The party said the threats arose directly from James’s probing during the Ad-hoc Committee into alleged links between the PA leadership and alleged Big 5 cartel member Katiso Molefe.
ActionSA said it viewed McKenzie’s alleged repeated attempts to intimidate James as a “direct attack on an elected public representative carrying out her constitutional duties to expose criminal capture by drug cartels in South Africa and believes that such conduct must be addressed in accordance with the law”.
PA spokesperson Steve Motale said at the centre of McKenzie’s complaint is James's “deliberate mischaracterisation” of a statement made by the PA leader during a public Facebook Live engagement.

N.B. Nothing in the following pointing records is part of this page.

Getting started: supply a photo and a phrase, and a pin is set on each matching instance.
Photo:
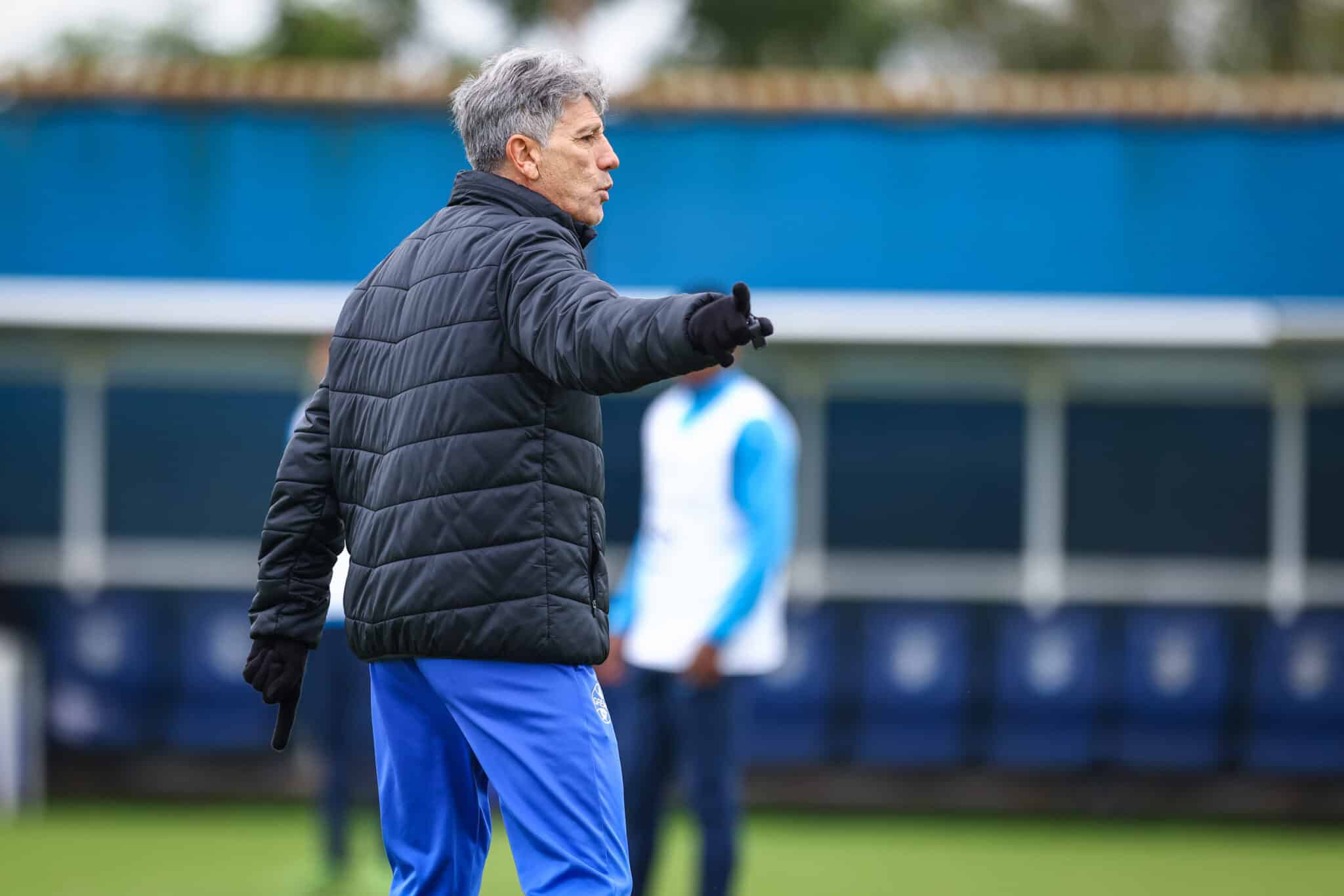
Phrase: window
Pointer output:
(919, 476)
(30, 460)
(192, 462)
(1168, 480)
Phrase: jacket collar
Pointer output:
(484, 188)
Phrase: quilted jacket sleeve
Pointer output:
(303, 535)
(577, 331)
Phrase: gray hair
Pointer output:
(520, 92)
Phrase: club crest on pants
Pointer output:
(600, 704)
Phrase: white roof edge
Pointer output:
(800, 316)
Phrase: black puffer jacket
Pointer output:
(456, 443)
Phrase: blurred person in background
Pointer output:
(701, 605)
(455, 446)
(341, 688)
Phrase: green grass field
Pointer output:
(236, 851)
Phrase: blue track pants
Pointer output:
(541, 734)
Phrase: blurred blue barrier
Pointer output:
(1173, 701)
(914, 685)
(106, 669)
(1297, 696)
(1047, 691)
(215, 708)
(789, 708)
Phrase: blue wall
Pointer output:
(1080, 206)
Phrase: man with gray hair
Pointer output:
(455, 449)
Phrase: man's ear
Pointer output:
(524, 155)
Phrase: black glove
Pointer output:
(276, 669)
(726, 321)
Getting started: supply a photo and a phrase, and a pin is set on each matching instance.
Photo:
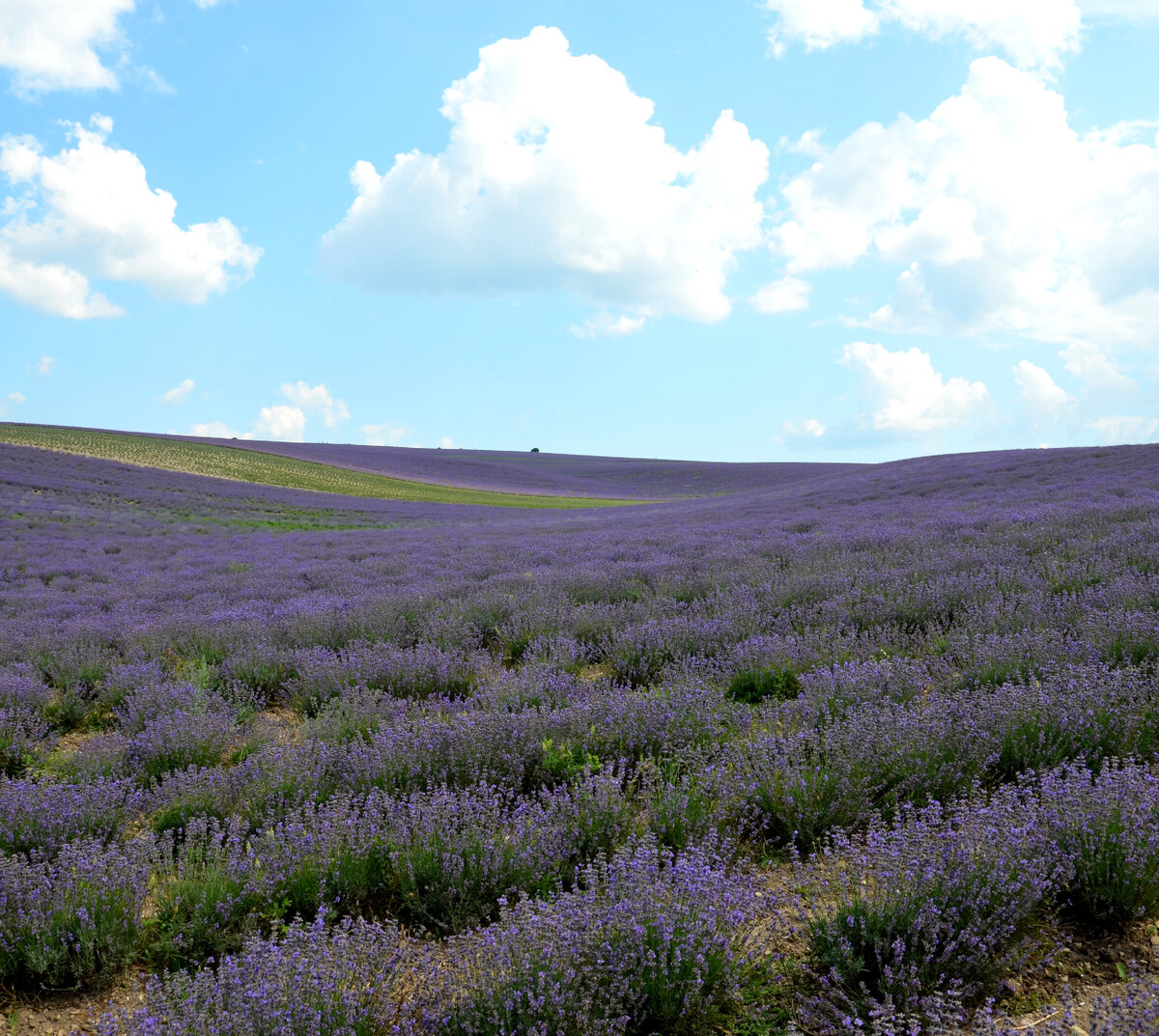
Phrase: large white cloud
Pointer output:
(88, 212)
(998, 213)
(909, 395)
(1034, 34)
(553, 179)
(1040, 391)
(317, 399)
(52, 44)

“In that engagement, he used the phrase ‘the road is long’ - which is little more than a commonly understood idiomatic expression meaning that time reveals the truth, that perspectives change and that those who win in the short term do not always win in the long term,” he said.
Motale noted that James had sought to present this as a threat, which it was not.
He clarified McKenzie’s remarks about security, saying it was not mentioned as a warning or suggestion that James should fear for her safety, nor as any form of implied threat.
Motale said McKenzie referred to his continuous security presence to demonstrate the practical impossibility of the allegations being made against him.
“… the point he was making is straightforward: for the allegations against him to be true, those officers would have to be either unaware of, or complicit in, the alleged crimes that James appears to believe are possible. That is not credible,” he explained.
The explanation was taken out of context by James into a narrative of “threat and intimidation”, Motale stated.
“The president even went so far as to be clear that he would deal with James’s attacks politically, nothing about that suggests or implies violence of any kind,” he added.
McKenzie’s complaint against James also questioned her credibility for trusting allegations from sentenced prisoner Jermaine Prim, who Motale said had been found guilty of fraud and theft, and who continued to face multiple additional charges, including impersonating the head of the National Prosecuting Authority.
Motale claimed that James recently approached McKenzie at Parliament, requested a photograph, and engaged with him in a cordial and relaxed manner.
“That is not the conduct of someone who genuinely believes they are under threat. This is not a misunderstanding. It is a pattern: James removes context, ignores corrected facts, and escalates public rhetoric,” Motale said.